In this meeting, we will discuss two papers relating to diffusion models.

Paper 1: Deep Unsupervised Learning using Nonequilibrium Thermodynamics (2015)
Paper 1 URL: https://arxiv.org/abs/1503.03585
Paper 1 Abstract: "A central problem in machine learning involves modeling complex data-sets using highly flexible families of probability distributions in which learning, sampling, inference, and evaluation are still analytically or computationally tractable. Here, we develop an approach that simultaneously achieves both flexibility and tractability.

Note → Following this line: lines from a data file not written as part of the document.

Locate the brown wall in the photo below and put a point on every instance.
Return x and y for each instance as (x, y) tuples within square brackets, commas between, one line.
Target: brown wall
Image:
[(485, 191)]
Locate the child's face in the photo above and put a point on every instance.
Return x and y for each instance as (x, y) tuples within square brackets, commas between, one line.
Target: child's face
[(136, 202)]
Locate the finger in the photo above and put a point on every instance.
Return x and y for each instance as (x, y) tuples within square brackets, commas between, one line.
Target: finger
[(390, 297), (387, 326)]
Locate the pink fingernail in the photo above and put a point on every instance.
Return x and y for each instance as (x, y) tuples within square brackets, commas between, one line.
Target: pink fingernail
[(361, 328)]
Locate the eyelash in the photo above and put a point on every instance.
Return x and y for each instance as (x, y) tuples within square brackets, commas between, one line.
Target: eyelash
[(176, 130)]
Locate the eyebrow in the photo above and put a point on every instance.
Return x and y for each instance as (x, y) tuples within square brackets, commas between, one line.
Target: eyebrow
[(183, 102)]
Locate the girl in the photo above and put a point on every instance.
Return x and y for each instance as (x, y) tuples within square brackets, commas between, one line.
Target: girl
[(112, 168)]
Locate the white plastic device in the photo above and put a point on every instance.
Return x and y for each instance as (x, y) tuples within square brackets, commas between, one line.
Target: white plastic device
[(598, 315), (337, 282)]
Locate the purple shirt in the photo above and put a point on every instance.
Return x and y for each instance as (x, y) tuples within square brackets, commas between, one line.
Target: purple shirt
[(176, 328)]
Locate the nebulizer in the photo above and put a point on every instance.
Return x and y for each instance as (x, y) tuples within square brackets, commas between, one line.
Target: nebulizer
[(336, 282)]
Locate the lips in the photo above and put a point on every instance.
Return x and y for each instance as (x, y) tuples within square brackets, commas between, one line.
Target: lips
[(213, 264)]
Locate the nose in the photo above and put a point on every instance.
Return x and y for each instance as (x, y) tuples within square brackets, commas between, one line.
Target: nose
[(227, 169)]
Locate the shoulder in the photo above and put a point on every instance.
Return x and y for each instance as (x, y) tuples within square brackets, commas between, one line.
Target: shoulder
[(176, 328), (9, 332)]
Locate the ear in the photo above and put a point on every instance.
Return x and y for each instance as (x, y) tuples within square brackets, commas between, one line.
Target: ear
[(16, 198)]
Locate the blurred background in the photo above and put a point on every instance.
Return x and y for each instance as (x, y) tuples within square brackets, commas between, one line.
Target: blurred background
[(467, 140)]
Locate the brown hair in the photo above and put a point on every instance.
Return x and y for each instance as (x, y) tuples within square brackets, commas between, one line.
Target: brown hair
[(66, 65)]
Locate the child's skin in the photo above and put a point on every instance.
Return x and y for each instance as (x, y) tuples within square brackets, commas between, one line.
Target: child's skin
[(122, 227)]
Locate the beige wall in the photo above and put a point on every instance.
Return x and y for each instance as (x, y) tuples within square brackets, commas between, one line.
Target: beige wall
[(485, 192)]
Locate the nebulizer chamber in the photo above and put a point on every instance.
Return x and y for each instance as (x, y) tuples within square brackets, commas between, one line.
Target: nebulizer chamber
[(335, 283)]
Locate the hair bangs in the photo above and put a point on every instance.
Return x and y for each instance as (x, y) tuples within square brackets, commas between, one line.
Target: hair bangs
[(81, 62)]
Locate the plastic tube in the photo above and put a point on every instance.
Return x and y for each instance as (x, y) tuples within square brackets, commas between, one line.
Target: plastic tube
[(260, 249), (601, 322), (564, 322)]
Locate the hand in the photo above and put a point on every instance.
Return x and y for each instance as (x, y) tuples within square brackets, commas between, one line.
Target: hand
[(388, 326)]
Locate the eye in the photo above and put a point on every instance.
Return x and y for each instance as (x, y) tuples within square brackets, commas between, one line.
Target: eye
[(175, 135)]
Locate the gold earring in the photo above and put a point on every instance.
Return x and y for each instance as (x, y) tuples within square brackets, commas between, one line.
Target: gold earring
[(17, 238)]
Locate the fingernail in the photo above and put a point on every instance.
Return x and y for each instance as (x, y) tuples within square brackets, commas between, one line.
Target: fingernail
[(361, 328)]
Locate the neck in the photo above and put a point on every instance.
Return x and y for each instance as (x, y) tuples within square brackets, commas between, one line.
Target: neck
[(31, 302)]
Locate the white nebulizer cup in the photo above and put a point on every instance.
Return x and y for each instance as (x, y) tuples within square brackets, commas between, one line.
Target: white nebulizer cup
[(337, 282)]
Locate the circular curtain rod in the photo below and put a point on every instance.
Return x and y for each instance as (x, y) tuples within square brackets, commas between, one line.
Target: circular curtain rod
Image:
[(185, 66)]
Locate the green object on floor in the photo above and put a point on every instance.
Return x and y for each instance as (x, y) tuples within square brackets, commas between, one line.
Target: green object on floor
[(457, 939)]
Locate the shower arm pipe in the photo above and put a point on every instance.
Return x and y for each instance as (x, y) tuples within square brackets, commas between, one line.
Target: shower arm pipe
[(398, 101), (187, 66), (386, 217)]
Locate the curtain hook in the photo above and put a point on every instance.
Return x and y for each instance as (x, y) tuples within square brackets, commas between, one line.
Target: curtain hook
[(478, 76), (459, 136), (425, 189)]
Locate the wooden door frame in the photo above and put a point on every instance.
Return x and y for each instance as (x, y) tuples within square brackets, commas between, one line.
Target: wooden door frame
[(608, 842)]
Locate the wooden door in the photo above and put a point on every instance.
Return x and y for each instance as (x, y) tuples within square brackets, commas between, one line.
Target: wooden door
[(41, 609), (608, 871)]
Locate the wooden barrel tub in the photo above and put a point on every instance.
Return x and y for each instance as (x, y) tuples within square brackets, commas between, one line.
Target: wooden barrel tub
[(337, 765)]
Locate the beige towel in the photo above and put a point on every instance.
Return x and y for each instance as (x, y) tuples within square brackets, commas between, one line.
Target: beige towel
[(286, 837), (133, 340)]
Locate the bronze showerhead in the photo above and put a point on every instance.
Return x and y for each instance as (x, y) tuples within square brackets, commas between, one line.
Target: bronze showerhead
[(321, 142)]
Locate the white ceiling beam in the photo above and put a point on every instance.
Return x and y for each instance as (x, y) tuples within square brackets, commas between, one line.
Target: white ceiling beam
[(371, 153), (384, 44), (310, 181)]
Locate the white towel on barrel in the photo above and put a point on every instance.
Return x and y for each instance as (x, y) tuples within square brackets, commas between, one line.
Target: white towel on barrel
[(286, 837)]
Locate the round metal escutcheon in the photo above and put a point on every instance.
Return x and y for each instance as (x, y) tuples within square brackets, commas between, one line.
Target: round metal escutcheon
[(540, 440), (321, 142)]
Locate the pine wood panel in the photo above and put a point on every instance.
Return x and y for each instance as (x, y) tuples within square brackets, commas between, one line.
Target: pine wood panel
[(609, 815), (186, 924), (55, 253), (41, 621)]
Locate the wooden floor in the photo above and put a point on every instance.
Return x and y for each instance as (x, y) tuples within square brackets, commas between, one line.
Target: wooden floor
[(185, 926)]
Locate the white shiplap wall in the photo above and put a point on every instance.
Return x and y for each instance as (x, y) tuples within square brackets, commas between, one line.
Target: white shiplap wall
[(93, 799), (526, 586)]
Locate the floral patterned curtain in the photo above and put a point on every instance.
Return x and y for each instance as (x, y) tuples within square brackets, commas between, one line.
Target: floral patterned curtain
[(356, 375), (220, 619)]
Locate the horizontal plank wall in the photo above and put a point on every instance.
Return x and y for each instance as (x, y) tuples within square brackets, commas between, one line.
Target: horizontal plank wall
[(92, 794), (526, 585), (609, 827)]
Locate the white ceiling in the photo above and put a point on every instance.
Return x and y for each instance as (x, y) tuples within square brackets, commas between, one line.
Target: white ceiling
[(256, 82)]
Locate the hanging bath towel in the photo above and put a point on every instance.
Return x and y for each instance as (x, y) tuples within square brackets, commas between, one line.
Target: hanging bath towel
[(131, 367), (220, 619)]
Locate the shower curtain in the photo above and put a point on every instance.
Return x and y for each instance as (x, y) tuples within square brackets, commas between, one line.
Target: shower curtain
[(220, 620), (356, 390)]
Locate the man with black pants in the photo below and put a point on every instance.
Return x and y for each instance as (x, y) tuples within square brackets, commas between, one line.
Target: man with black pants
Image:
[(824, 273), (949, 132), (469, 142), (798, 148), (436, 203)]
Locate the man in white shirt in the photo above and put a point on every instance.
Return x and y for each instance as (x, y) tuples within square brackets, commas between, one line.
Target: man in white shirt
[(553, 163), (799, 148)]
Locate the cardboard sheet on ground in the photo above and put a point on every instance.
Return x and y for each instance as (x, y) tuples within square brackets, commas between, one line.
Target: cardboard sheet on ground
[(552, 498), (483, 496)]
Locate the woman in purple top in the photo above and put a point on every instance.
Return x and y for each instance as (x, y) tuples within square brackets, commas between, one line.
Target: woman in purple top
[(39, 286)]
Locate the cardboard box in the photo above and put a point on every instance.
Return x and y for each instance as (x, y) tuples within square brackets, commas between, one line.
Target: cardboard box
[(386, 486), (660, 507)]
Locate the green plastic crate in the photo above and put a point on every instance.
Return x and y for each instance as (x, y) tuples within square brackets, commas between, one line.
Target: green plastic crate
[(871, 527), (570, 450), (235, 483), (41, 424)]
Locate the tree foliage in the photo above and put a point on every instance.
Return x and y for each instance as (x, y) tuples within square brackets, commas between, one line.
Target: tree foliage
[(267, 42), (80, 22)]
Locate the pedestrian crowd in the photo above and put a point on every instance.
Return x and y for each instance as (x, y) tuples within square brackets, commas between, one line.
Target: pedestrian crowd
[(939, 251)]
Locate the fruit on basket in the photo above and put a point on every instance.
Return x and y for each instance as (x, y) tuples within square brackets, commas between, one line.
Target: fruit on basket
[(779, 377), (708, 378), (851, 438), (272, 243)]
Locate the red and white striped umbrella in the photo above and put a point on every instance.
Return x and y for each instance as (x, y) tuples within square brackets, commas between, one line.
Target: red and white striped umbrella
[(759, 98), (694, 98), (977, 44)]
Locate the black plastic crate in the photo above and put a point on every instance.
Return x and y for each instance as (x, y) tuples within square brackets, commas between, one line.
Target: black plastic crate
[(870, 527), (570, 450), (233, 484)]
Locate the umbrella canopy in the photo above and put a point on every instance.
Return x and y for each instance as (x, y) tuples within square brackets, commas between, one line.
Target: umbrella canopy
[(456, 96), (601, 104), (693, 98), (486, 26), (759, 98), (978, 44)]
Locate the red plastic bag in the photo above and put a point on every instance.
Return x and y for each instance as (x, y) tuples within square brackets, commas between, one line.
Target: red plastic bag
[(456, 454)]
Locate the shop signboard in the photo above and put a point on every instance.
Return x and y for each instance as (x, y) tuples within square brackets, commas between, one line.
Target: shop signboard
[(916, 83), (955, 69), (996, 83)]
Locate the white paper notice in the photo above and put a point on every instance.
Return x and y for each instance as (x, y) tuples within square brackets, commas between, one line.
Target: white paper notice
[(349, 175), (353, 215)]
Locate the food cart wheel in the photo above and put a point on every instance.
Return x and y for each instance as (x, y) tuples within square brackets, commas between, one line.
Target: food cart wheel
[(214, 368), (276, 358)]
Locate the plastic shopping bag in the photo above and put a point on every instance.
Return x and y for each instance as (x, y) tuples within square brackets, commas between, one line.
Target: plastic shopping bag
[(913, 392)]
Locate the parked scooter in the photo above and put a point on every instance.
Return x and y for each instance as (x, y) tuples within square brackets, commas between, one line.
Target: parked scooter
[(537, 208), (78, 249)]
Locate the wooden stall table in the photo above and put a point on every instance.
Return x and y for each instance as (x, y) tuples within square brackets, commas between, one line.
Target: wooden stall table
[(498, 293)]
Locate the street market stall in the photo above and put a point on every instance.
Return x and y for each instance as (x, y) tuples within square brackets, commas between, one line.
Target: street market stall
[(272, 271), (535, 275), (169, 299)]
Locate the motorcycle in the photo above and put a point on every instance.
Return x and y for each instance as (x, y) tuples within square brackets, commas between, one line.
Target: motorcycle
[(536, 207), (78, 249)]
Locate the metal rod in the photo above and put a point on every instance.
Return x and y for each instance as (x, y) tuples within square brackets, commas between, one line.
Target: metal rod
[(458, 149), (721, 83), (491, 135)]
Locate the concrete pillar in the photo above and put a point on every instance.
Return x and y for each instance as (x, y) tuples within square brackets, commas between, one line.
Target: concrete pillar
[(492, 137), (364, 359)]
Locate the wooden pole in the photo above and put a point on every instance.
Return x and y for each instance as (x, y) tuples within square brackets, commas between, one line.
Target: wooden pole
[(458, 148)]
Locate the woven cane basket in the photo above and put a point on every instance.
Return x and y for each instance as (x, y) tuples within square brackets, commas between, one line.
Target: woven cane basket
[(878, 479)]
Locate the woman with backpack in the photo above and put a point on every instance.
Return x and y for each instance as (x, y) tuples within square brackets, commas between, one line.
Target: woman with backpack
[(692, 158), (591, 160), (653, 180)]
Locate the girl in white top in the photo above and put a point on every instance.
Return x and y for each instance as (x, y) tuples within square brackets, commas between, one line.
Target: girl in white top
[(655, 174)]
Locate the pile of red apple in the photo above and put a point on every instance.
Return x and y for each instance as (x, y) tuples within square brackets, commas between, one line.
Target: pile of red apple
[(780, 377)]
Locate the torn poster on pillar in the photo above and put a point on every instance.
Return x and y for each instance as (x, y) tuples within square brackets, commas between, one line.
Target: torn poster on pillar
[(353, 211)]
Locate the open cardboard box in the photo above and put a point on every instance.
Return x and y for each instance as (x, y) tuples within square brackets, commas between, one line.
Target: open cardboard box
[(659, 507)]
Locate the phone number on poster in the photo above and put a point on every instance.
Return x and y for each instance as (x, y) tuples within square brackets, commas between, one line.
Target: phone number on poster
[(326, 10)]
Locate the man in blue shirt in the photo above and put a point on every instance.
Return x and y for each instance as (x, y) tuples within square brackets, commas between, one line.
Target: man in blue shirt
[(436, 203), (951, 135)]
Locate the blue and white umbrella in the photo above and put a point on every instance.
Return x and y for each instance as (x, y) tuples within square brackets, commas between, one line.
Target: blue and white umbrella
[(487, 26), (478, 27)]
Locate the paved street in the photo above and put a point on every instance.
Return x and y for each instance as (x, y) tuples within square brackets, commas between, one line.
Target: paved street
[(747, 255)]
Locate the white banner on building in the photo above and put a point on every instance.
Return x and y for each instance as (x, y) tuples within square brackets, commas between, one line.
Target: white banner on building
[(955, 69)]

The essential idea, inspired by non-equilibrium statistical physics, is to systematically and slowly destroy structure in a data distribution through an iterative forward diffusion process. We then learn a reverse diffusion process that restores structure in data, yielding a highly flexible and tractable generative model of the data. This approach allows us to rapidly learn, sample from, and evaluate probabilities in deep generative models with thousands of layers or time steps, as well as to compute conditional and posterior probabilities under the learned model. We additionally release an open source reference implementation of the algorithm."

Paper 2: Denoising Diffusion Probabilistic Models (2020)
Paper 2 URL: https://arxiv.org/abs/2006.11239
Paper 2 Abstract: "We present high quality image synthesis results using diffusion probabilistic models, a class of latent variable models inspired by considerations from nonequilibrium thermodynamics. Our best results are obtained by training on a weighted variational bound designed according to a novel connection between diffusion probabilistic models and denoising score matching with Langevin dynamics, and our models naturally admit a progressive lossy decompression scheme that can be interpreted as a generalization of autoregressive decoding. On the unconditional CIFAR10 dataset, we obtain an Inception score of 9.46 and a state-of-the-art FID score of 3.17. On 256x256 LSUN, we obtain sample quality similar to ProgressiveGAN."